The internet is based on the links that lead from one page to another or from one site to another. The Yandex search robot follows the links and analyzes them. If documents on your site don't contain links to other pages, the Yandex robot will never learn about them, and they will be ignored in the search. This is why it is important to monitor how your pages are linked together. Here are a few tips on organizing the site structure:
Keep a clear structure of links on the site. Each document should belong to a certain section. Make sure that each document can be accessed by a regular link marked with the <A> tag in the HTML code of the page: <a href=...>...</a>. The time the Yandex robot needs to index a site page depends, among other factors, on the nesting depth of this page. The deeper the page is nested, the longer it may take to include it in the index.
When you link site documents, take one more factor into account: most often, the home page serves as the entry point to your site. It is much easier for people to remember the site name (domain name) than an internal page with a complicated URL. Site navigation should allow the user to find documents quickly and easily. It should prevent situations when the user fails to find the information and leaves the site disappointed.

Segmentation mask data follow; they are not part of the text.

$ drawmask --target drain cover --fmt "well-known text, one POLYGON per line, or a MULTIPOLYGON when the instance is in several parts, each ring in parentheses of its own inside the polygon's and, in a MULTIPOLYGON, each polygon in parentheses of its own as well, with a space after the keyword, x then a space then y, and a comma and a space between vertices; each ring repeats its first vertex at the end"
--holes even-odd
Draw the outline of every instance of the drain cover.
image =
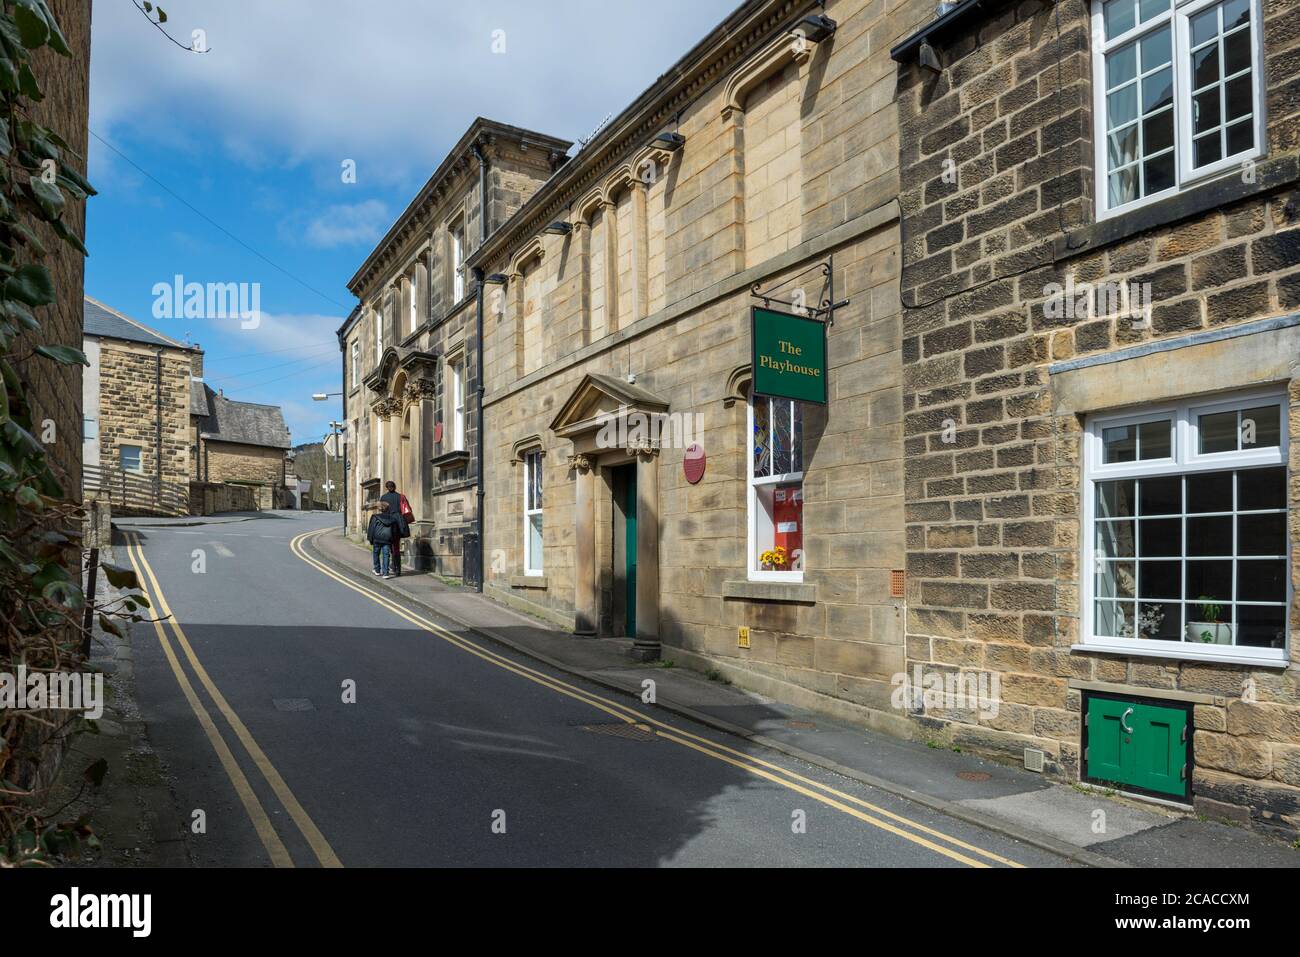
POLYGON ((786 726, 787 728, 793 728, 793 729, 796 730, 796 731, 816 731, 816 730, 817 730, 817 725, 813 724, 811 721, 787 721, 787 722, 785 723, 785 726, 786 726))
POLYGON ((655 736, 648 724, 628 724, 626 721, 580 724, 578 727, 592 734, 607 734, 610 737, 627 738, 630 741, 653 741, 655 736))
POLYGON ((276 711, 315 711, 311 698, 272 698, 276 711))
POLYGON ((957 777, 961 778, 963 781, 993 780, 993 775, 989 774, 987 771, 958 771, 957 777))

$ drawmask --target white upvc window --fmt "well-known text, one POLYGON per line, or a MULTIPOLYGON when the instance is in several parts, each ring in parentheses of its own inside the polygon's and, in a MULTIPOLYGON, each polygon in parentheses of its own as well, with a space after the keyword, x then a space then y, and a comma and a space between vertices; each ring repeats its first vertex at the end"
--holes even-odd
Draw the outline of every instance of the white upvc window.
POLYGON ((465 448, 465 362, 456 356, 447 363, 447 403, 450 407, 451 447, 465 448))
POLYGON ((524 574, 542 574, 542 450, 524 454, 524 574))
POLYGON ((352 340, 351 356, 352 381, 348 383, 348 387, 355 389, 361 383, 361 340, 352 340))
POLYGON ((123 472, 144 472, 143 453, 138 445, 119 445, 117 461, 123 472))
POLYGON ((384 355, 384 312, 382 309, 376 309, 373 315, 375 318, 375 365, 379 365, 379 360, 384 355))
POLYGON ((803 412, 766 396, 748 407, 748 575, 803 581, 803 412))
POLYGON ((1285 666, 1286 462, 1284 393, 1090 419, 1076 649, 1285 666))
POLYGON ((410 289, 406 300, 406 334, 409 336, 420 328, 420 271, 412 268, 410 275, 406 277, 406 282, 410 289))
POLYGON ((1260 0, 1093 0, 1097 213, 1264 152, 1260 0))
POLYGON ((459 222, 451 228, 451 301, 465 298, 465 224, 459 222))
POLYGON ((99 438, 99 422, 89 416, 81 417, 81 439, 83 442, 94 442, 99 438))

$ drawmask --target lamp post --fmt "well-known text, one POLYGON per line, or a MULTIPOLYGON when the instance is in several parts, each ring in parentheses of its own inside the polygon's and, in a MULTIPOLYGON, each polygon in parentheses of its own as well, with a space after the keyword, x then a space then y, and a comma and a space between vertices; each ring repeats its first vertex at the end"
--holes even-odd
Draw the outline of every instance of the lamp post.
MULTIPOLYGON (((342 392, 313 392, 311 398, 313 402, 325 402, 331 398, 334 398, 335 396, 341 397, 342 395, 343 395, 342 392)), ((339 452, 338 437, 346 433, 347 430, 348 427, 345 423, 330 422, 330 435, 334 437, 334 450, 336 453, 339 452)), ((339 458, 340 456, 336 454, 334 457, 339 458)), ((346 456, 344 456, 344 458, 346 458, 346 456)), ((342 471, 343 471, 343 534, 346 535, 348 533, 348 483, 347 483, 348 463, 346 461, 343 463, 342 471)), ((326 448, 325 449, 325 507, 326 508, 333 507, 332 496, 330 495, 330 492, 332 491, 332 484, 333 483, 330 481, 330 454, 329 454, 329 449, 326 448)))

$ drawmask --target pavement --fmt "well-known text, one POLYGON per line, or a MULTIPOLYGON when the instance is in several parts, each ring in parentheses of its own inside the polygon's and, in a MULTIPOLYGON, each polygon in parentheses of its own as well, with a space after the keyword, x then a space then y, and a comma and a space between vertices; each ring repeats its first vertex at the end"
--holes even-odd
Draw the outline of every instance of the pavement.
POLYGON ((570 674, 639 695, 652 673, 659 708, 1071 861, 1112 867, 1300 866, 1300 850, 1233 822, 899 740, 687 668, 637 664, 629 659, 627 639, 575 638, 432 575, 376 579, 369 548, 340 531, 313 537, 310 548, 340 571, 369 578, 372 588, 570 674))
POLYGON ((172 805, 164 839, 187 825, 183 853, 155 862, 200 866, 1300 862, 1252 832, 637 664, 626 641, 432 576, 376 579, 338 520, 115 523, 118 563, 167 618, 132 629, 131 728, 158 773, 110 772, 99 814, 119 843, 121 807, 152 799, 172 805))

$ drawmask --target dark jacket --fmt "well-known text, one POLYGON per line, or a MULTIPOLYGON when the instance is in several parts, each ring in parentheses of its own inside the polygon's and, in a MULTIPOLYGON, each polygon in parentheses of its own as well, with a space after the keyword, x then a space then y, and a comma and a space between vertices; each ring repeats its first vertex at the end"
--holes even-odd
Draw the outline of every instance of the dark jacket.
POLYGON ((397 519, 397 534, 401 538, 411 537, 411 525, 402 517, 402 493, 385 492, 379 496, 379 501, 388 503, 388 514, 397 519))
POLYGON ((402 519, 392 512, 376 512, 370 516, 366 539, 371 545, 391 545, 401 535, 402 519))

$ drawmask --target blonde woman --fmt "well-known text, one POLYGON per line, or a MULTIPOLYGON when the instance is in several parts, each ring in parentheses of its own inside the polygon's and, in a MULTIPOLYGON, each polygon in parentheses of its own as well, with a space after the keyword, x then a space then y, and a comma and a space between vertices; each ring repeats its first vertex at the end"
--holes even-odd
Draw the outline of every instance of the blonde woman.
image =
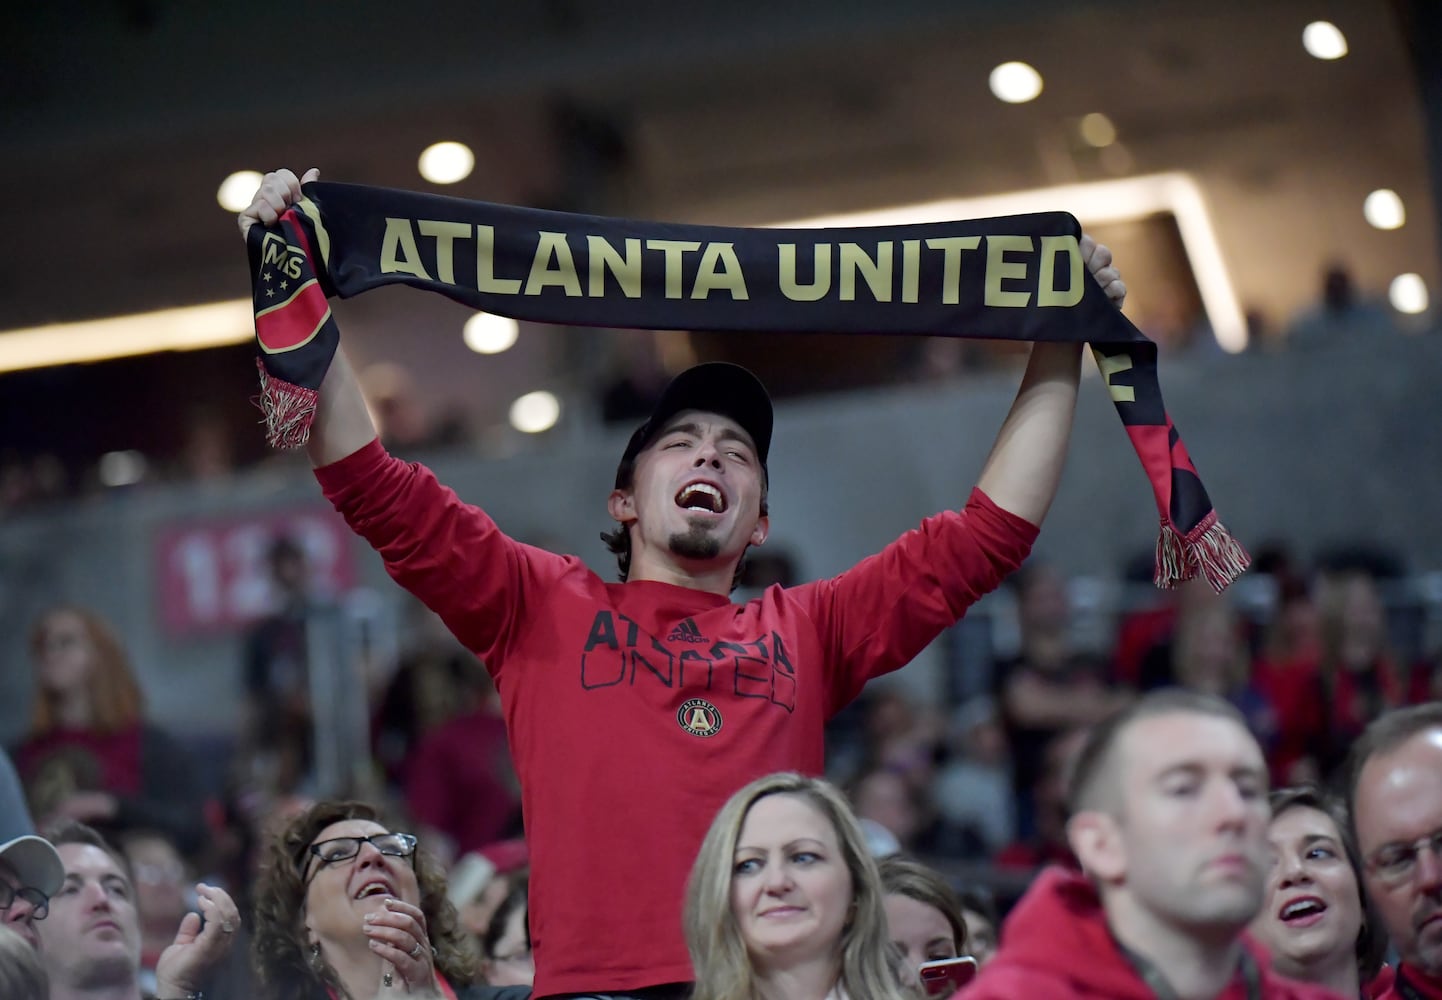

Use the site map. For large projects that contain many pages, we recommend using a Sitemap. This will help the search robot to index and analyze documents on your site.
Restrict indexing of technical information. Numerous duplicate pages, site search results, visits statistics and similar pages can consume the robot's resources and prevent it from indexing the site's main content. Such pages have no value for the search engine because they don't provide any unique information for the users in the search output. You should prohibit such pages from indexing in the robots.txt file. If you don't exclude them from indexing, technical pages may be indexed often because they are regularly added and updated, while the pages with important information might remain unnoticed by the robot.
Each page should have a unique URL. The URL should provide a clue about the page content. Using transliteration in the page URLs will let the robot understand what the page may be about. For example, the URL http://download.yandex.ru/company/experience/Baitin_Korrekciya%20gramotnosti.pdf gives the search robot a lot of information about the document: it's downloadable, the format is probably PDF, the document must be relevant for the query “spelling correction” (in Russian), and so on.
Provide text links to other sections of the site to give the robot more information about their content.
Make sure that symlinks are correct so that the URL doesn't grow infinitely when the user navigates the site. Pages with multiple repeated tokens in the URL might not be indexed. For example, example.com/vasya/vasya/vasya/vasya/.
- Use the robots.txt file to prevent indexing of pages not intended for users.
- Use the same encoding for site pages and Cyrillic URLs in its structure. When the robot finds a Cyrillic link, for example href="/корзина", on a page with the UTF-8 encoding, it saves the link in this encoding. This means the link should be available at "/%D0%BA%D0%BE%D1%80%D0%B7%D0%B8%D0%BD%D0%B0".